It might work, but it won't work to it's full efficiency because, as I said, there is no win98 specific drivers for the board.


----------



## Tech&ME (Jul 7, 2005)

Ya As per Intel , the 915 and 925 chipset based boards do not support win 98, Intel recommends to install win 2000 (limited support) and Windows XP (full support) and above operating system.

This is simply because if u install Win XP and above you can use all the features of the motherboard and otherwise not.

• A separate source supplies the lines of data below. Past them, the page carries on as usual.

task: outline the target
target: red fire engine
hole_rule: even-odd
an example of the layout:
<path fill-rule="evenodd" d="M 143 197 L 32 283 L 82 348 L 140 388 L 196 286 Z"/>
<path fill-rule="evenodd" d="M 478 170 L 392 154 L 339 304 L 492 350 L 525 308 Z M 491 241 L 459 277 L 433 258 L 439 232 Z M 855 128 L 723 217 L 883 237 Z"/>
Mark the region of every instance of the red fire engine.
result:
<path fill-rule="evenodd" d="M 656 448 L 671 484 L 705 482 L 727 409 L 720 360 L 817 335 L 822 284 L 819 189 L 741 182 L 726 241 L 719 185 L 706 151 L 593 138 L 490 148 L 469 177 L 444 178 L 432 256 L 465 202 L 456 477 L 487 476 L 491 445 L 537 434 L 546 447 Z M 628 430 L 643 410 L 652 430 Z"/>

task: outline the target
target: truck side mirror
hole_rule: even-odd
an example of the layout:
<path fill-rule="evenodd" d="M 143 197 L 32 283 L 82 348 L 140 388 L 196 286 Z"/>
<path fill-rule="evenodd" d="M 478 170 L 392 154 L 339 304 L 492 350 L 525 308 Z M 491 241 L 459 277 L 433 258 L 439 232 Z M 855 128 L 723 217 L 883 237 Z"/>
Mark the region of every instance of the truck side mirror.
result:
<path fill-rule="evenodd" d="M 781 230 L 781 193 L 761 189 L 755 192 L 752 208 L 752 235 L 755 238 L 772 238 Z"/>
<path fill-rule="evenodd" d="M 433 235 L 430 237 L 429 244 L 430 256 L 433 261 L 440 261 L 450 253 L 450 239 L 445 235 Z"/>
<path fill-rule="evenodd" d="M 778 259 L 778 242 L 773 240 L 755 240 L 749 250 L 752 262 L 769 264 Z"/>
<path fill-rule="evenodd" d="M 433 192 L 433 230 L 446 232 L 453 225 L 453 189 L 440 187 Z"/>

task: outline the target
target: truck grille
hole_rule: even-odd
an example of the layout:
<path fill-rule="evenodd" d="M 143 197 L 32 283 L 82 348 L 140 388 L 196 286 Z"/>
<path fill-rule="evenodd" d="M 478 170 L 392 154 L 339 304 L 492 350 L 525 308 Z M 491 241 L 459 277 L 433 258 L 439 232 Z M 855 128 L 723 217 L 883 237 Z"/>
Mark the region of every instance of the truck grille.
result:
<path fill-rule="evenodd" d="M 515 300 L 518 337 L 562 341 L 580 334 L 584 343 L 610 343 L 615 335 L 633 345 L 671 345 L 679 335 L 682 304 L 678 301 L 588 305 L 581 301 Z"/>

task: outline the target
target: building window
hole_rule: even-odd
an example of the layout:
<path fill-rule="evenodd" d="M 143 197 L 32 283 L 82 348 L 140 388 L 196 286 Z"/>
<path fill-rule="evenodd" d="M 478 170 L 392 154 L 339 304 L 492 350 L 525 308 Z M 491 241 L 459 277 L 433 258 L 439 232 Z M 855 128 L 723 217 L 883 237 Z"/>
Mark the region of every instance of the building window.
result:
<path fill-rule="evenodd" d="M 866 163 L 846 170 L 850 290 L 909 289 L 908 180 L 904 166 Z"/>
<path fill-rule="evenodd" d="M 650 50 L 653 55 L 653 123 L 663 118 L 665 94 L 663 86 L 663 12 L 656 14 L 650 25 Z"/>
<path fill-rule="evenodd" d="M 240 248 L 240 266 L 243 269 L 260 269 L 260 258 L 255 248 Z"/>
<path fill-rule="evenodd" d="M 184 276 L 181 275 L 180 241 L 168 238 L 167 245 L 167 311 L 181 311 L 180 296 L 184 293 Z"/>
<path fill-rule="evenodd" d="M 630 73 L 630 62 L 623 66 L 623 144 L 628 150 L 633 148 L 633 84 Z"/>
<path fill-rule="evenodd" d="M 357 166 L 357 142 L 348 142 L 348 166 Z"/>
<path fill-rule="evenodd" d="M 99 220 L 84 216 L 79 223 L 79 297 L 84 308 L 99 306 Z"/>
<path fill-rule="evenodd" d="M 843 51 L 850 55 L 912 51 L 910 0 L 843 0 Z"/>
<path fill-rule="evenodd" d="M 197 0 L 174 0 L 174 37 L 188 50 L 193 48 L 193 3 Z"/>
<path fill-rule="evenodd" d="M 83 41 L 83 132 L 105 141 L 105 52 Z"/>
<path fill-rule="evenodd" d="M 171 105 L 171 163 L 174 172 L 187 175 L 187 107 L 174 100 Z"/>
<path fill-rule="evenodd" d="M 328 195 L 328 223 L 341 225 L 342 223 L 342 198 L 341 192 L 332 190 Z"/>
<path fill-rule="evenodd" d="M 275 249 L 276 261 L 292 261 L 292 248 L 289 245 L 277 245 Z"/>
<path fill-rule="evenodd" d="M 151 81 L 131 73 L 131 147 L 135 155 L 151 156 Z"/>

So, ditch that win 98 and switch to Win XP NOW!!! Be in the future and not in the past.


----------



## mako_123 (Jul 7, 2005)

Win 98 will work but it  will give some problems. I installed win 98 and my computer used to hang a lot.


----------



## raasm287 (Jul 8, 2005)

pl check out the website where it is clearly written that intel 915 does not support windows 98
i did the same mistake but now alls fine with xp


----------



## rohanbee (Jul 8, 2005)

There are problems with win98 plus as busyanuj pointed above in his post intel officially stoped all support for win98 including for older systems. I think they are also going to stop support for win 2000 as well, especially as they are in the process of bringing out thier 64 bit os platform.


----------



## sidewinder (Jul 8, 2005)

no 98 for me.My machine just doesnt start with 98.I use xp nd mandrake linux now. My board is MSI 915 gmfr


----------